# Weeks in France/Italy that I can't use... What are my options?



## BillC (Feb 4, 2009)

I confirmed two consecutive weeks in France and Italy for this Spring about 
1-1/2 years ago thru RCI. I now find that I can not use them. What are my options (other than cancelling them and losing the trade fees)?

Thanks!


----------



## DeniseM (Feb 4, 2009)

If you are asking if you can rent them, RCI has a strict policy against it and they actively seek out people who violate the rule.  If you are caught, consequences can include losing your membership, your deposit, and the exchange(s.)

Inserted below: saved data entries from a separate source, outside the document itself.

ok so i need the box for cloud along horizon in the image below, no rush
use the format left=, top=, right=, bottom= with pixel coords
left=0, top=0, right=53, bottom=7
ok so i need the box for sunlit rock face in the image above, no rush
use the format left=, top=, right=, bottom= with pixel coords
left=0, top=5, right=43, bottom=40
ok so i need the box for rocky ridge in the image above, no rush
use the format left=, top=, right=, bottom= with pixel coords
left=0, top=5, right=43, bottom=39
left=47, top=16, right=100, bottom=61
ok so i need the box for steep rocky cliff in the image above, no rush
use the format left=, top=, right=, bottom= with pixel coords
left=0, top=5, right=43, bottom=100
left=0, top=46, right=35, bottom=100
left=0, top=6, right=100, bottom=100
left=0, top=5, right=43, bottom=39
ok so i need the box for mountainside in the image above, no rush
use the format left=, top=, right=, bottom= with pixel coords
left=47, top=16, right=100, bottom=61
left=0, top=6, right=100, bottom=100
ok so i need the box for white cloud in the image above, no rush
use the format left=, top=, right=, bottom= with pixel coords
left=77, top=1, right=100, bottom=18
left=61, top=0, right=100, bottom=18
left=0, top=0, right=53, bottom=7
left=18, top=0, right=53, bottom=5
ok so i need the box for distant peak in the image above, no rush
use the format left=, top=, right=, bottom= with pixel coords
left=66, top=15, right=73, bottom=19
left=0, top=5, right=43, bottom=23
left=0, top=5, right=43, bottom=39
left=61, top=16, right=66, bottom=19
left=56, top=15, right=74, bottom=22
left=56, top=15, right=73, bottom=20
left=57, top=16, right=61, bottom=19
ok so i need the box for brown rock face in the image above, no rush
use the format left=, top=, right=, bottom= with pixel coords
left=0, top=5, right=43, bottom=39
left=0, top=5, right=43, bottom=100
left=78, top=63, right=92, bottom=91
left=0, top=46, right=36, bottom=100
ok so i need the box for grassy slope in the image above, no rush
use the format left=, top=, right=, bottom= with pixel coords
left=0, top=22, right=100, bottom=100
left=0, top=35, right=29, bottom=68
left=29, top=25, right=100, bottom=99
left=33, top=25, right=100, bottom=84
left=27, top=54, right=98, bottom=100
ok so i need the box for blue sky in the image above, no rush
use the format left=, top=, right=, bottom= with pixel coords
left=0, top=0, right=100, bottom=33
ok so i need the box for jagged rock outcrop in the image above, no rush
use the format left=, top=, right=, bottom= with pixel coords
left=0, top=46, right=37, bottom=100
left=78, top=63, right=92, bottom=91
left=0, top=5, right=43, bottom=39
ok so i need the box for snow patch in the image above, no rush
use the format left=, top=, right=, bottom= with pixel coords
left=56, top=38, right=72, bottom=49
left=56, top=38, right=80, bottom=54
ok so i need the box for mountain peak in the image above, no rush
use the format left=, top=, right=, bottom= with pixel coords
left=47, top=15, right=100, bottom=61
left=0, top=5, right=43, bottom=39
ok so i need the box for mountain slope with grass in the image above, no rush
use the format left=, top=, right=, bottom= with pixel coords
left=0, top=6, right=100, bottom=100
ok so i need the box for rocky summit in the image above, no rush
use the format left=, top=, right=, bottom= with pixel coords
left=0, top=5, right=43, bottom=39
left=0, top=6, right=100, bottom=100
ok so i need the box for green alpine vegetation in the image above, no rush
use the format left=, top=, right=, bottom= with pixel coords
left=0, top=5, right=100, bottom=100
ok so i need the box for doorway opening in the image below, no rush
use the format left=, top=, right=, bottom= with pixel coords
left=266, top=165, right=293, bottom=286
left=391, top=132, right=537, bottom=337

TUG members can use the Sightings/Distress Board for exchanges they can't use, but please read the very specific rules at the top of the board, if you decide to post there.

Good luck!


----------



## geekette (Feb 5, 2009)

You could probably find someone that would want to go, and a guest certificate will allow them to check in on your behalf.


----------



## Laurie (Feb 6, 2009)

You don't lose the entire exchange fee if you cancel 60 or more days in advance. Your loss may be around $129 each, depending upon when you reserved. Check your confirmations and the fees and dates should be printed at the bottom. Then you'd have your weeks back in your spacebank, if they haven't expired - and if they have you can pay to extend them.


----------